All along the course, the different models will be illustrated through applications and case studies. The applications will be developed by using as statistical software package either R or Matlab.
- Introduction to Statistical Learning, review of linear regression and least squares. Introduction to R (and maybe to Matlab).
- Linear Regression Model with many covariates: subset selection, shrinkage methods (Ridge regression, Lasso), dimension reduction methods (PCA and sparse PCA). Inference: Post-Lasso and debiased Lasso.
- Extension of the linear model: polynomial regression, regression splines, smoothing splines, local regression, generalized additive models.
- High-Dimensional Instrumental Variables for causal inference.

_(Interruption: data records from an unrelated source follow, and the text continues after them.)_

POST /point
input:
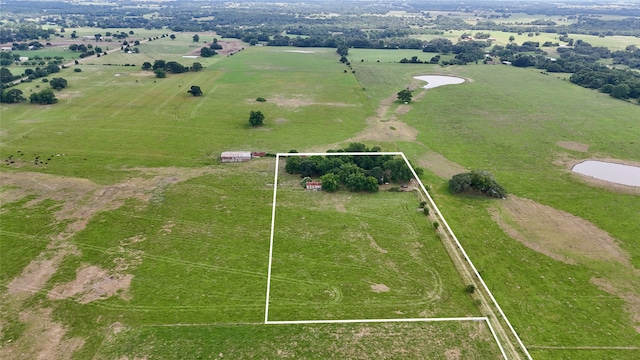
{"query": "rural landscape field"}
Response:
(125, 234)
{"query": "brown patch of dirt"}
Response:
(299, 101)
(440, 165)
(453, 354)
(166, 228)
(575, 146)
(557, 234)
(379, 288)
(35, 275)
(91, 283)
(566, 161)
(42, 339)
(631, 297)
(375, 245)
(81, 199)
(229, 46)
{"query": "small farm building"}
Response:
(235, 156)
(314, 185)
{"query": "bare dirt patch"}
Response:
(440, 165)
(229, 46)
(375, 245)
(631, 298)
(91, 283)
(35, 275)
(453, 354)
(566, 161)
(379, 288)
(557, 234)
(299, 100)
(575, 146)
(42, 339)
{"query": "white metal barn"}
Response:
(235, 156)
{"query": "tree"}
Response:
(44, 97)
(5, 75)
(207, 52)
(12, 96)
(159, 64)
(256, 118)
(398, 169)
(620, 91)
(330, 182)
(405, 95)
(58, 83)
(477, 180)
(195, 91)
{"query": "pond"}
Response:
(434, 81)
(612, 172)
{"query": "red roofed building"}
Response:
(313, 185)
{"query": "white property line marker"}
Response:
(356, 321)
(424, 190)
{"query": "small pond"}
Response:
(617, 173)
(434, 81)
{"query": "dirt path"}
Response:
(488, 304)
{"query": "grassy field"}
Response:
(143, 245)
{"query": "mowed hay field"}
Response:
(135, 242)
(567, 247)
(122, 236)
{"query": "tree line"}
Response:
(356, 173)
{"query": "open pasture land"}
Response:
(567, 248)
(114, 116)
(451, 340)
(137, 166)
(351, 256)
(134, 229)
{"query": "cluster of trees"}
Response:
(44, 97)
(466, 50)
(256, 118)
(620, 84)
(356, 173)
(629, 57)
(209, 51)
(477, 181)
(6, 77)
(162, 67)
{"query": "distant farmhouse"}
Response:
(235, 156)
(313, 185)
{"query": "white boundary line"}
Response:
(356, 321)
(466, 257)
(273, 220)
(273, 216)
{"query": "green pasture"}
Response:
(510, 124)
(209, 271)
(377, 257)
(327, 341)
(114, 116)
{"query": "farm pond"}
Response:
(607, 171)
(433, 81)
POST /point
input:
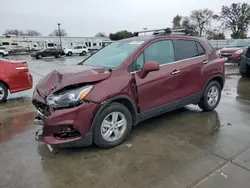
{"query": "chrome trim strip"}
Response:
(173, 62)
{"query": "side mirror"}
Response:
(149, 66)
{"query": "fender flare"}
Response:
(106, 103)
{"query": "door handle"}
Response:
(205, 62)
(175, 72)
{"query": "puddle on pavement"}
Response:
(15, 122)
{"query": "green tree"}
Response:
(56, 32)
(236, 18)
(120, 35)
(190, 28)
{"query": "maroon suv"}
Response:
(126, 82)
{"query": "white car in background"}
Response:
(80, 49)
(3, 52)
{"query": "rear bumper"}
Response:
(70, 127)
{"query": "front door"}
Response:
(158, 88)
(191, 59)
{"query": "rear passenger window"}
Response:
(185, 49)
(139, 62)
(201, 51)
(161, 52)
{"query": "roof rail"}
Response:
(165, 31)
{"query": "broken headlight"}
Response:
(69, 98)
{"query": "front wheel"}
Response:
(211, 96)
(58, 56)
(112, 126)
(3, 92)
(83, 53)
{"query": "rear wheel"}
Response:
(112, 126)
(3, 92)
(211, 96)
(58, 56)
(39, 57)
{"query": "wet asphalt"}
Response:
(181, 149)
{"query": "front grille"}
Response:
(43, 108)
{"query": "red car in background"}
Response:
(14, 76)
(233, 51)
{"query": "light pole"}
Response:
(145, 29)
(59, 32)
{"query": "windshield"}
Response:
(241, 43)
(113, 55)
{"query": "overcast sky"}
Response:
(87, 17)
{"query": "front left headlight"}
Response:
(69, 98)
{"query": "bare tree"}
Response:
(57, 33)
(202, 19)
(33, 33)
(177, 22)
(100, 34)
(236, 17)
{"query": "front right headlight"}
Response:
(69, 98)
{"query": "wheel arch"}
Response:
(124, 100)
(5, 83)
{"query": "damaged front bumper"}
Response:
(67, 127)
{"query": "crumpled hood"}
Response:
(71, 75)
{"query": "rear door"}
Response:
(191, 58)
(47, 53)
(158, 88)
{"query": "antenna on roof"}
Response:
(165, 31)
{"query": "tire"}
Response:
(58, 56)
(3, 92)
(83, 53)
(210, 103)
(39, 57)
(100, 130)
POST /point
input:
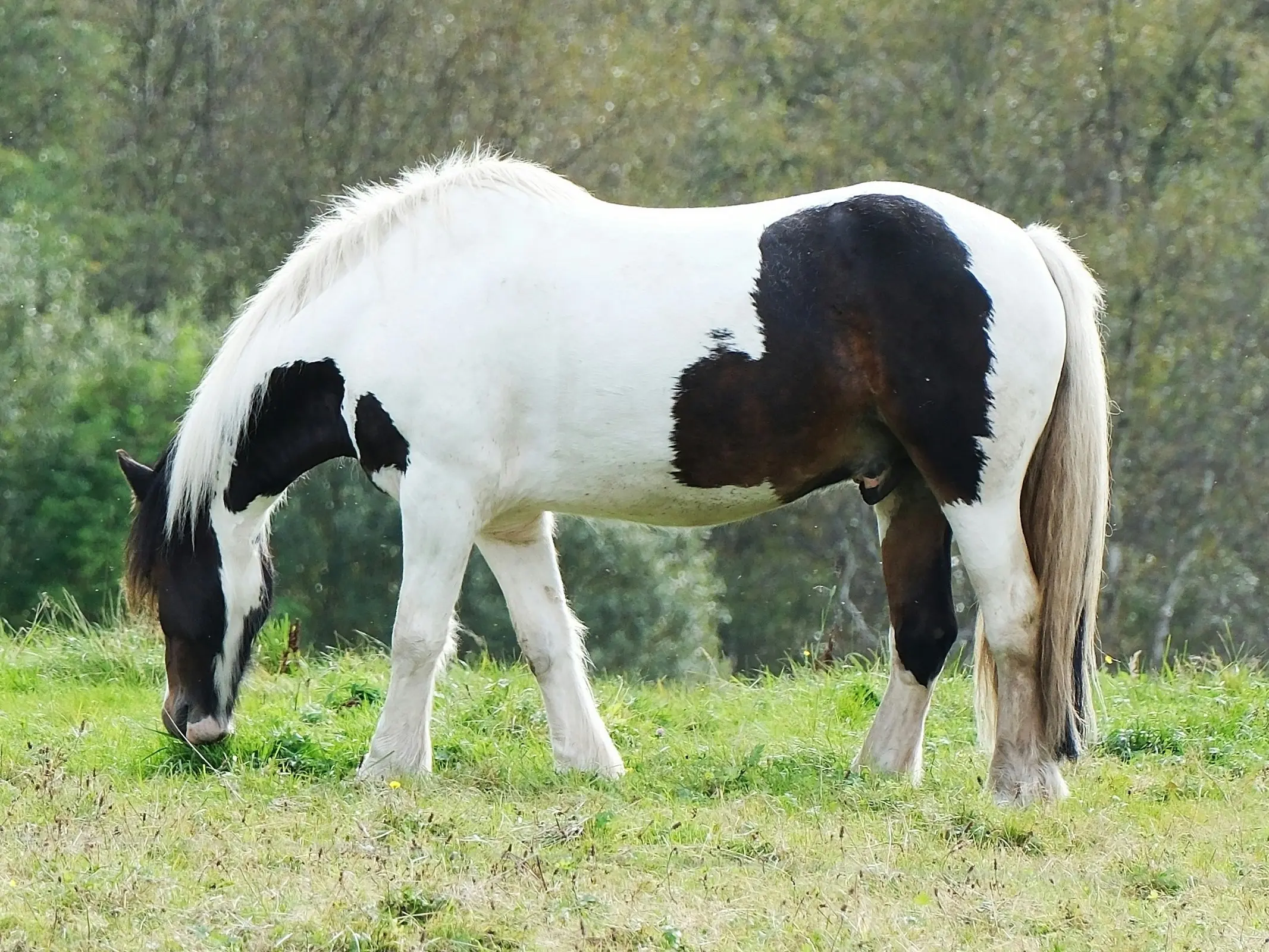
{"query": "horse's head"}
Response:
(210, 582)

- Tree-Based methods for regression, treatment effects and classification: bagging, random forest, boosting.
- Support Vector Machine.
- Case Studies based on research articles. Some examples include: impact of internet and social media on news, search advertising, estimation of treatment effects.
- Estimation of large covariance and precision matrices with applications in portfolio management and risk assessment.
G. James, D. Witten, T. Hastie and R. Tibshirani, “An Introduction to Statistical Learning with applications in R”, 2013, Springer.
Other references to journal articles will be provided during the course.